There was the salt and pepper shakers I’ve had for years, right by the stove where they belong. Close by, my cooking utensils filled a decorative jar. The dishwasher, full of favorite dishes, waited to be emptied.

There’s a lamp softly glowing in the living room. Ninja Man installed those energy efficient light bulbs in everything so the lamp can stay on for ages and barely click our meter. I love seeing its gentle light as it stands sentry in an otherwise dark room, illuminating a small collection of photos of Ninja Man and me.

Until recently, this “new” home has been sparsely furnished with items we have been given or had to purchase. Until yesterday I’ve had disposable cups and paper plates. Even the sofa, love seat and recliner are some we purchased from a yard sale.

All of this because everything we own has been in storage. Most of it still is.

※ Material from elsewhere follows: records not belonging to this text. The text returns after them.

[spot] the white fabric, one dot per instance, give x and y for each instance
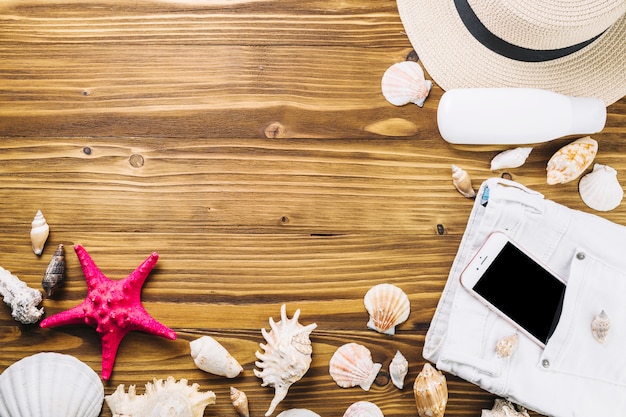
(575, 375)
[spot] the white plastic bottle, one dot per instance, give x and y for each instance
(497, 116)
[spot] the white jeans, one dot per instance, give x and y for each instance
(574, 376)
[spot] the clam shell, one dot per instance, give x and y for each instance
(351, 365)
(600, 189)
(387, 306)
(404, 83)
(50, 384)
(569, 162)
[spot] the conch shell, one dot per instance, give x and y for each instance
(286, 357)
(431, 392)
(210, 356)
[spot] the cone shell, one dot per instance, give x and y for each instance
(351, 365)
(404, 83)
(569, 162)
(50, 385)
(600, 189)
(431, 392)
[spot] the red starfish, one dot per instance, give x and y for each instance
(113, 307)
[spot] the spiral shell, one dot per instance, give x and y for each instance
(600, 189)
(404, 83)
(351, 365)
(571, 160)
(387, 306)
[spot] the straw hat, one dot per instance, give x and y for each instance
(574, 47)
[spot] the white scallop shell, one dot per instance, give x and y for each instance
(571, 160)
(600, 189)
(210, 356)
(162, 398)
(50, 384)
(511, 158)
(286, 357)
(351, 365)
(387, 306)
(404, 83)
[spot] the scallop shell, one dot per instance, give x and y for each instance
(286, 357)
(210, 356)
(600, 189)
(387, 306)
(39, 232)
(431, 392)
(50, 384)
(351, 365)
(398, 368)
(511, 158)
(404, 83)
(462, 182)
(571, 160)
(363, 409)
(162, 398)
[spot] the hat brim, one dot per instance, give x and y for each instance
(455, 59)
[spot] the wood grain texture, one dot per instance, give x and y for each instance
(248, 143)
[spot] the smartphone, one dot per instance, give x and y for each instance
(513, 284)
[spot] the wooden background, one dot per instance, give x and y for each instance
(249, 144)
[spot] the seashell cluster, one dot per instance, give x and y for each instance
(404, 83)
(50, 384)
(210, 356)
(431, 392)
(600, 189)
(387, 306)
(569, 162)
(351, 365)
(286, 357)
(22, 299)
(162, 398)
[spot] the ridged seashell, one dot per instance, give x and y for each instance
(50, 384)
(286, 357)
(511, 158)
(431, 392)
(22, 299)
(404, 83)
(398, 368)
(54, 276)
(363, 409)
(39, 232)
(600, 327)
(351, 365)
(210, 356)
(600, 189)
(239, 399)
(571, 160)
(162, 398)
(387, 306)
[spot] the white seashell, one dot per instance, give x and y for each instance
(50, 384)
(286, 357)
(462, 182)
(600, 189)
(351, 365)
(39, 232)
(387, 306)
(363, 409)
(210, 356)
(600, 327)
(571, 160)
(398, 368)
(404, 83)
(511, 158)
(162, 398)
(22, 299)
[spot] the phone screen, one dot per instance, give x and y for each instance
(523, 291)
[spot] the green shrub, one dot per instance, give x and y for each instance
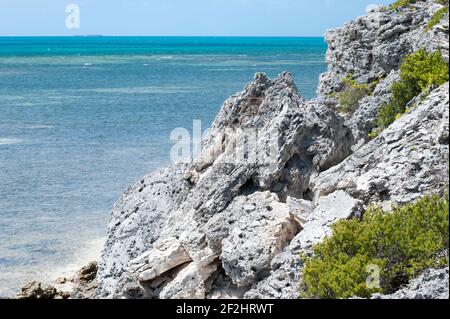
(351, 94)
(402, 244)
(418, 72)
(437, 16)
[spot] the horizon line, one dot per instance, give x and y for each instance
(160, 36)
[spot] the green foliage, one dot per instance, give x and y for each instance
(401, 4)
(352, 93)
(402, 244)
(443, 2)
(437, 16)
(418, 72)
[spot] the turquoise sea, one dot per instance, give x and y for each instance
(82, 118)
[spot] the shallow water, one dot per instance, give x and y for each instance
(81, 119)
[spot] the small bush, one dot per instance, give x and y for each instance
(437, 17)
(352, 93)
(402, 244)
(418, 72)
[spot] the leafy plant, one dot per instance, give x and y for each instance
(401, 4)
(418, 72)
(401, 244)
(437, 17)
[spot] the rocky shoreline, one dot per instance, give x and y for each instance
(227, 226)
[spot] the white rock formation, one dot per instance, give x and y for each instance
(277, 171)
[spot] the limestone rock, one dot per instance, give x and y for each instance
(233, 214)
(372, 46)
(284, 278)
(35, 290)
(136, 222)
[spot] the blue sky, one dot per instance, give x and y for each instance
(181, 17)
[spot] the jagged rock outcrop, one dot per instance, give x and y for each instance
(232, 216)
(276, 172)
(407, 160)
(433, 284)
(373, 45)
(35, 290)
(136, 222)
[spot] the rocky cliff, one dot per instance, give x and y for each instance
(277, 171)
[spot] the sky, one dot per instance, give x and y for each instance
(178, 17)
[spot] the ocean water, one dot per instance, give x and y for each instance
(83, 118)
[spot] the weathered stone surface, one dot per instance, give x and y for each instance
(260, 234)
(277, 171)
(407, 160)
(233, 215)
(34, 290)
(85, 282)
(432, 284)
(284, 279)
(136, 222)
(373, 45)
(372, 48)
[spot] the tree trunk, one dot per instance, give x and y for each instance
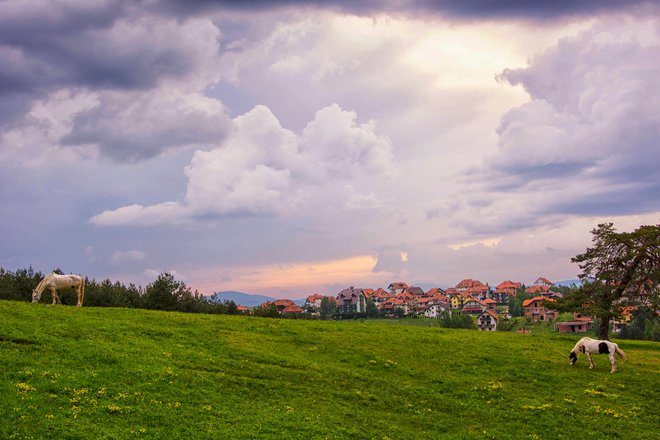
(604, 328)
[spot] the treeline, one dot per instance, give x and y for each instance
(165, 293)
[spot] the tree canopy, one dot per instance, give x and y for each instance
(621, 269)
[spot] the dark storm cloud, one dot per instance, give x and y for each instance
(468, 9)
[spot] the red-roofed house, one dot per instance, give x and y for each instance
(487, 321)
(536, 289)
(435, 309)
(351, 301)
(314, 301)
(541, 281)
(490, 303)
(398, 287)
(537, 311)
(474, 305)
(504, 290)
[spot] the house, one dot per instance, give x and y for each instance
(490, 303)
(458, 299)
(474, 305)
(314, 301)
(435, 291)
(504, 290)
(380, 296)
(537, 290)
(537, 311)
(416, 291)
(541, 281)
(398, 287)
(474, 288)
(351, 301)
(626, 317)
(573, 326)
(487, 321)
(435, 309)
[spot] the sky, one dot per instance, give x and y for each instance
(291, 147)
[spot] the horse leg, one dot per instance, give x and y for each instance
(591, 362)
(613, 362)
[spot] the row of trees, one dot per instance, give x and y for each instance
(165, 293)
(620, 270)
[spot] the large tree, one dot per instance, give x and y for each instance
(621, 269)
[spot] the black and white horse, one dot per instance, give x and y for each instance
(590, 346)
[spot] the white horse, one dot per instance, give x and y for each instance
(54, 281)
(590, 346)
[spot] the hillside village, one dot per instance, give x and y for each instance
(486, 304)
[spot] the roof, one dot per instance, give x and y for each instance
(535, 289)
(543, 280)
(535, 299)
(508, 284)
(315, 297)
(573, 322)
(469, 283)
(491, 313)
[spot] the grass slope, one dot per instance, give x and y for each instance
(120, 373)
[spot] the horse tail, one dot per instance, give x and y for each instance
(620, 352)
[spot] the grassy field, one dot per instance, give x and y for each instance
(95, 373)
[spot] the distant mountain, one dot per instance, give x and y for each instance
(249, 299)
(243, 299)
(569, 283)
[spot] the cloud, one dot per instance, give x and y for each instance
(265, 169)
(581, 145)
(132, 126)
(459, 9)
(130, 256)
(104, 46)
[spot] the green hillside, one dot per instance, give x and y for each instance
(68, 372)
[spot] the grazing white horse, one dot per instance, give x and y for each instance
(590, 346)
(54, 281)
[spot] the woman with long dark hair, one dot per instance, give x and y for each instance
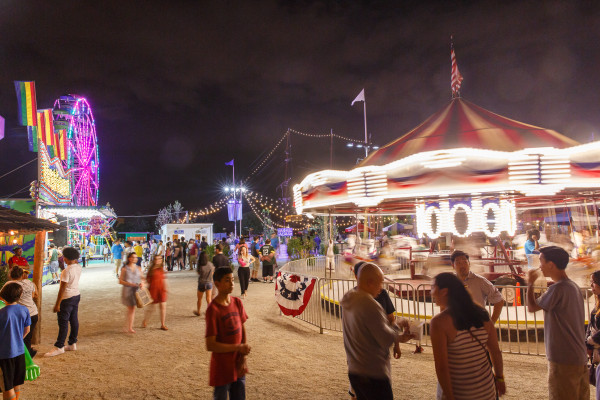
(205, 282)
(131, 279)
(593, 331)
(465, 345)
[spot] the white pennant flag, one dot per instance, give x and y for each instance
(360, 97)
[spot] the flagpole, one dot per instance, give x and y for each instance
(365, 113)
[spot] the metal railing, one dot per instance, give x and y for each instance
(519, 331)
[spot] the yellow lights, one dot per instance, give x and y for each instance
(55, 182)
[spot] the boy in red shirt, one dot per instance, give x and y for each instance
(226, 339)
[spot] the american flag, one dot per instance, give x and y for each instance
(456, 76)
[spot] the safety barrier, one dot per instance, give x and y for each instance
(519, 331)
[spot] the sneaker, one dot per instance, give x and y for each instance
(55, 352)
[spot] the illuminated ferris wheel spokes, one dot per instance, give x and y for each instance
(82, 157)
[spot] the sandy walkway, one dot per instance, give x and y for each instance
(289, 359)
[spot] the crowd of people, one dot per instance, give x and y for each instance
(467, 357)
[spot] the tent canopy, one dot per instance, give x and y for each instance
(463, 124)
(572, 216)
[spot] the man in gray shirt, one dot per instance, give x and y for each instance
(564, 327)
(368, 337)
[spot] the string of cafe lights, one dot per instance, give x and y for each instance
(325, 136)
(255, 170)
(311, 135)
(260, 217)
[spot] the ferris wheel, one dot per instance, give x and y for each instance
(74, 114)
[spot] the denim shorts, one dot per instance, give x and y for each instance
(204, 286)
(53, 267)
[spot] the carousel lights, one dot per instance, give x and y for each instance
(504, 218)
(453, 212)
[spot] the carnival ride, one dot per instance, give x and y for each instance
(464, 171)
(74, 114)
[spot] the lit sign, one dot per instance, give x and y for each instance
(55, 185)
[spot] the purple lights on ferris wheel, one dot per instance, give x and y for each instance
(82, 154)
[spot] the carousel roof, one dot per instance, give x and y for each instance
(463, 124)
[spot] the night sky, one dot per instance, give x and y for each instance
(178, 88)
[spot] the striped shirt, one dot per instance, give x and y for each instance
(470, 371)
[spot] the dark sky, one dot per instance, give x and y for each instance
(178, 88)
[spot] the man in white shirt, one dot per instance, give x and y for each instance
(67, 303)
(481, 289)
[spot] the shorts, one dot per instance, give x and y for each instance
(267, 270)
(204, 286)
(53, 267)
(12, 371)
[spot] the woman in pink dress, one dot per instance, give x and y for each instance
(157, 287)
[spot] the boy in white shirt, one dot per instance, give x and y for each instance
(67, 303)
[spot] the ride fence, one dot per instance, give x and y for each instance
(519, 331)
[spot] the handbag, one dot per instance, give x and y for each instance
(592, 373)
(142, 297)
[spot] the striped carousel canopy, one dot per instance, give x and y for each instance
(463, 124)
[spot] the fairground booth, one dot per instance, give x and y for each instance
(18, 229)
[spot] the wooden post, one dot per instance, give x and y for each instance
(38, 270)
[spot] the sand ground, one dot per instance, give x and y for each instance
(289, 358)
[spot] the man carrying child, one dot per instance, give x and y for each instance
(14, 326)
(226, 339)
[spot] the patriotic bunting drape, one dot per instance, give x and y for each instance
(26, 102)
(293, 292)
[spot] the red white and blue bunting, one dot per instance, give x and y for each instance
(292, 292)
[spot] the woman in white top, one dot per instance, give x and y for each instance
(18, 275)
(245, 260)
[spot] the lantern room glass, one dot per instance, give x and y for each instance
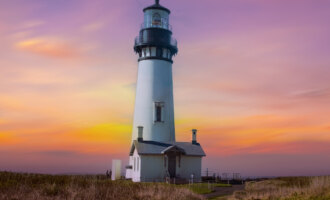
(155, 18)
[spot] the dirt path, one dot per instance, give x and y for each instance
(223, 191)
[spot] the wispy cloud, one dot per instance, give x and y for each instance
(50, 47)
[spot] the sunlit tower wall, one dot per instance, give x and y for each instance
(155, 46)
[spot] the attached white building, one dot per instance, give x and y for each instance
(155, 155)
(156, 161)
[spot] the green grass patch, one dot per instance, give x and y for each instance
(222, 185)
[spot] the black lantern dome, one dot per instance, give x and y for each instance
(155, 40)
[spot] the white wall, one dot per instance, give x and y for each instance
(154, 84)
(153, 169)
(190, 165)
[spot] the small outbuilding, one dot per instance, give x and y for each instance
(155, 161)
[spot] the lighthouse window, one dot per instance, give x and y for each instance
(153, 51)
(159, 111)
(144, 52)
(165, 53)
(134, 166)
(159, 52)
(147, 52)
(156, 20)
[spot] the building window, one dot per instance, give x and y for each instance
(144, 52)
(156, 20)
(134, 166)
(159, 52)
(159, 112)
(164, 53)
(148, 52)
(153, 51)
(165, 161)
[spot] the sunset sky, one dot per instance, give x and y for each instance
(253, 76)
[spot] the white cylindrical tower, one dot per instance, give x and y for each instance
(154, 108)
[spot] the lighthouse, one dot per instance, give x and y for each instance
(155, 155)
(154, 108)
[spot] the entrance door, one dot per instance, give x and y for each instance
(172, 164)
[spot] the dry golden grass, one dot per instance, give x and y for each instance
(36, 186)
(288, 188)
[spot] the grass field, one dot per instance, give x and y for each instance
(288, 188)
(36, 186)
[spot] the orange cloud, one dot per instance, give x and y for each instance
(48, 47)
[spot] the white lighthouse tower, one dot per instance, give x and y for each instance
(154, 108)
(155, 155)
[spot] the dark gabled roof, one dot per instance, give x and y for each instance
(159, 148)
(157, 6)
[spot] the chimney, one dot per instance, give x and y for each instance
(140, 133)
(194, 136)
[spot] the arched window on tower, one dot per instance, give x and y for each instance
(156, 20)
(159, 112)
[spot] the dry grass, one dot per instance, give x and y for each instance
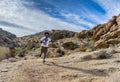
(3, 52)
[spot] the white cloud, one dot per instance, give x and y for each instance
(112, 7)
(15, 12)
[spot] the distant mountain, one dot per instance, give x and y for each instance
(6, 38)
(104, 35)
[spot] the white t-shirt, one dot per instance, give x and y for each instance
(45, 41)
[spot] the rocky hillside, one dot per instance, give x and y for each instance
(6, 38)
(66, 42)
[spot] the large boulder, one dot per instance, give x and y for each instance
(84, 34)
(69, 45)
(6, 38)
(7, 52)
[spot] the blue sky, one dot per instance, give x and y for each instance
(24, 17)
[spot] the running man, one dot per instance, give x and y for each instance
(45, 40)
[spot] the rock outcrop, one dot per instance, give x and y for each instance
(6, 38)
(103, 35)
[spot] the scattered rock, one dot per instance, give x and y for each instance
(4, 70)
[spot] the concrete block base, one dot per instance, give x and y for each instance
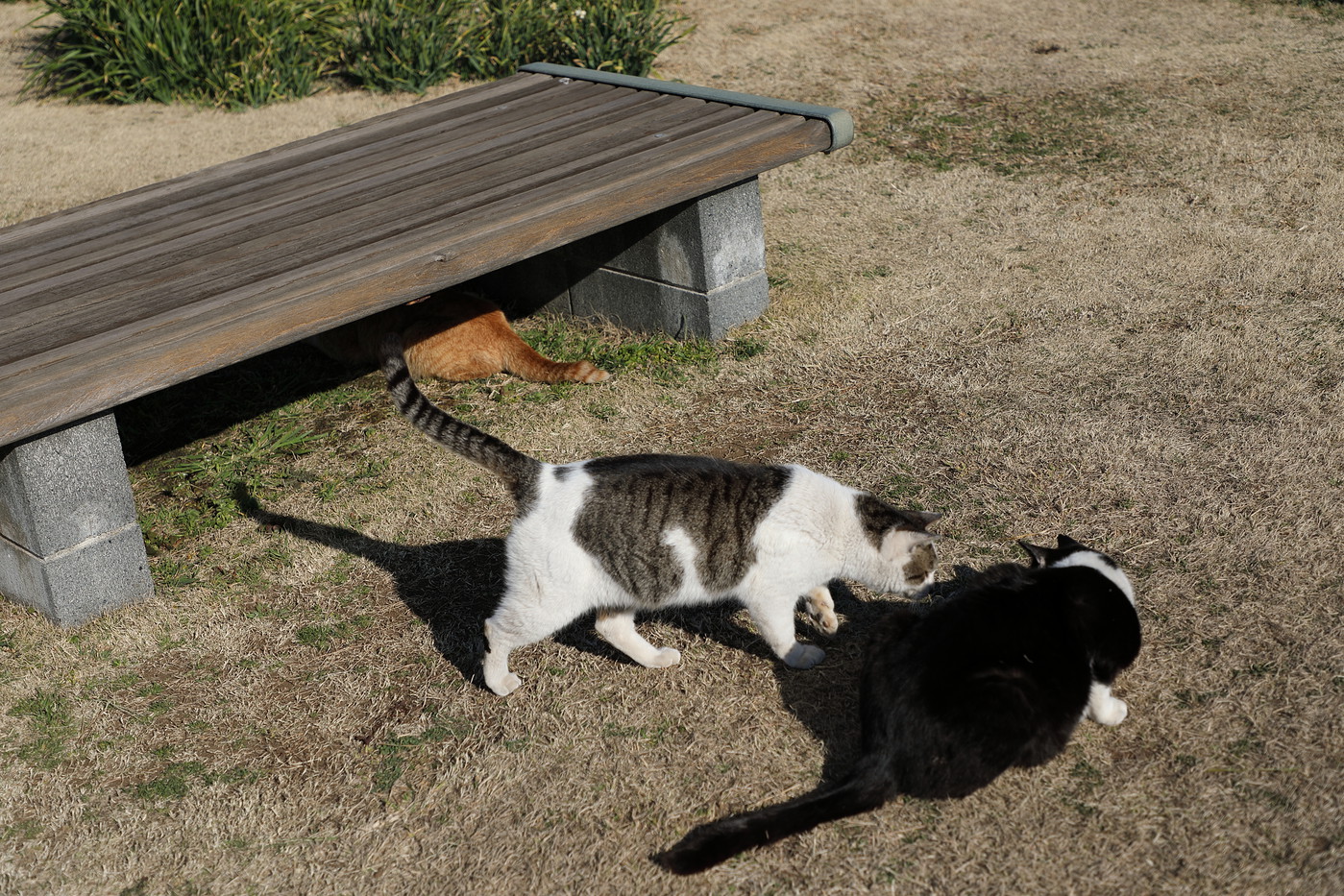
(70, 543)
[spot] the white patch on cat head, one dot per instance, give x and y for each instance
(1097, 562)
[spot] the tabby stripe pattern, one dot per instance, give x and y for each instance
(519, 471)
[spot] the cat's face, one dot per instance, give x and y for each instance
(915, 556)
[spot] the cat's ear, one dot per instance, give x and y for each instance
(921, 519)
(1039, 555)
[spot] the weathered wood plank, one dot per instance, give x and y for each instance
(108, 232)
(317, 147)
(223, 255)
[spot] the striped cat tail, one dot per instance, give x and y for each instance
(721, 839)
(516, 469)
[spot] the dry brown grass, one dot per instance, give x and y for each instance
(1141, 347)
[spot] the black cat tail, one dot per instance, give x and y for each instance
(721, 839)
(511, 465)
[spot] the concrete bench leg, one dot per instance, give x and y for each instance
(694, 270)
(691, 270)
(70, 545)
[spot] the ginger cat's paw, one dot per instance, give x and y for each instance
(588, 373)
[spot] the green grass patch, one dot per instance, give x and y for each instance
(202, 482)
(51, 724)
(660, 357)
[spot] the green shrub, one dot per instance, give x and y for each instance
(612, 36)
(218, 53)
(249, 53)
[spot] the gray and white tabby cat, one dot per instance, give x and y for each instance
(620, 535)
(999, 674)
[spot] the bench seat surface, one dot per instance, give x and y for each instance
(111, 300)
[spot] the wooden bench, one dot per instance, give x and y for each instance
(609, 195)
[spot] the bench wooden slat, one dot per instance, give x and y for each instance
(98, 337)
(108, 230)
(243, 171)
(212, 259)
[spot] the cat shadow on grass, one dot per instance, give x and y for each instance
(454, 586)
(825, 699)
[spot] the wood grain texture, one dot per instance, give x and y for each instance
(110, 302)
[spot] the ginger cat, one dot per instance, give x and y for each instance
(451, 336)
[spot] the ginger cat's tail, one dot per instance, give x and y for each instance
(721, 839)
(518, 471)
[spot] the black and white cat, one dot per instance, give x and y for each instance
(997, 674)
(652, 531)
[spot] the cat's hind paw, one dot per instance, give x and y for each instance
(663, 659)
(1112, 713)
(804, 656)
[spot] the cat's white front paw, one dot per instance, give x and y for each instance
(804, 656)
(1109, 713)
(663, 659)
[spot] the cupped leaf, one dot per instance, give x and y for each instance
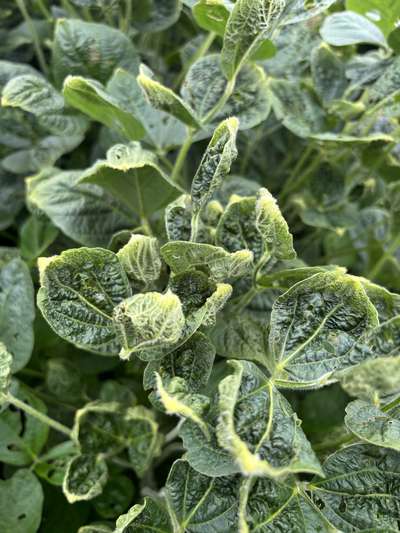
(74, 207)
(215, 164)
(90, 49)
(205, 84)
(359, 491)
(90, 97)
(131, 175)
(79, 290)
(183, 256)
(255, 420)
(164, 99)
(250, 22)
(85, 478)
(150, 321)
(373, 425)
(317, 328)
(141, 259)
(17, 308)
(21, 503)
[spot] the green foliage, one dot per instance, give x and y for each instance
(199, 266)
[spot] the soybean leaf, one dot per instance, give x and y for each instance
(258, 452)
(358, 477)
(164, 99)
(21, 503)
(372, 425)
(91, 98)
(85, 478)
(17, 308)
(317, 328)
(73, 207)
(249, 23)
(182, 256)
(79, 290)
(141, 260)
(215, 164)
(90, 49)
(130, 174)
(205, 84)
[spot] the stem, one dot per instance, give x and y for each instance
(35, 38)
(19, 404)
(374, 272)
(180, 160)
(202, 50)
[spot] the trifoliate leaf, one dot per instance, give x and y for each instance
(257, 451)
(250, 22)
(89, 49)
(372, 425)
(90, 97)
(215, 165)
(164, 99)
(17, 308)
(317, 328)
(21, 502)
(85, 478)
(74, 207)
(149, 321)
(182, 256)
(79, 290)
(205, 85)
(359, 490)
(130, 174)
(141, 260)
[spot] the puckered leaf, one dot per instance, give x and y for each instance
(317, 328)
(141, 259)
(250, 22)
(372, 425)
(21, 502)
(258, 427)
(360, 489)
(90, 97)
(85, 478)
(215, 164)
(88, 49)
(79, 290)
(182, 256)
(17, 308)
(131, 175)
(74, 207)
(205, 85)
(164, 99)
(149, 321)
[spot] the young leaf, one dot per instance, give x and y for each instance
(257, 452)
(130, 174)
(78, 293)
(164, 99)
(141, 259)
(215, 164)
(317, 328)
(149, 321)
(90, 97)
(85, 478)
(372, 425)
(91, 50)
(21, 503)
(182, 256)
(250, 22)
(17, 308)
(73, 207)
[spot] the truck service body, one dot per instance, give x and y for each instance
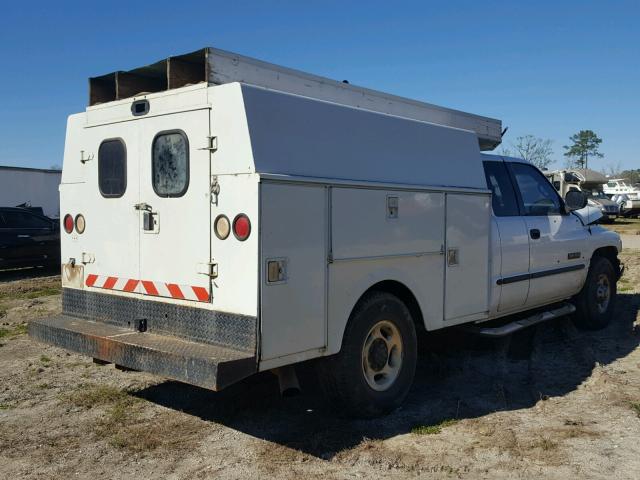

I’m not nearly as materialistic as this may read, but I do enjoy some of the familiar things that have made our house a home for many years.

This has been an expensive and exhausting time in our lives and it isn’t over yet. We really can’t afford the huge moving van so almost every weekend Ninja Man arrives in his pickup truck, loaded with as much as he could haul from one of our storage units. We will do it this way until we get it down to U-Haul size. Meanwhile, he has been awesome by bringing as much of my crafting and sewing supplies as possible, and my studio is coming together really well. But the stuff he brought this week was special.

There was a box marked “favorite everyday dishes” and yes, they are. Another held daily silverware, something I’ve missed quite a lot. Others held my mixing bowls, a toaster oven, dish towels and many things I “need” in my kitchen. I unloaded several of these boxes and filled the dishwasher. It was running late into the evening.

It wasn’t anxiousness or worry this time. I couldn’t sleep because I’m so happy my house is becoming our home. It’s almost like Christmas, and Ninja Man has to many more trips to make before everything finds its way here.

But for now I’ll enjoy what we have. Oh, and dream about the fact that the Emotional Baggage Room will have a floor by the time Ninja Man leaves on Sunday! This is huge, y’all. It’s a game changer. More on that later!

Y’all be blessed, keep up the prayers for baby Wren, and know I appreciate each of you!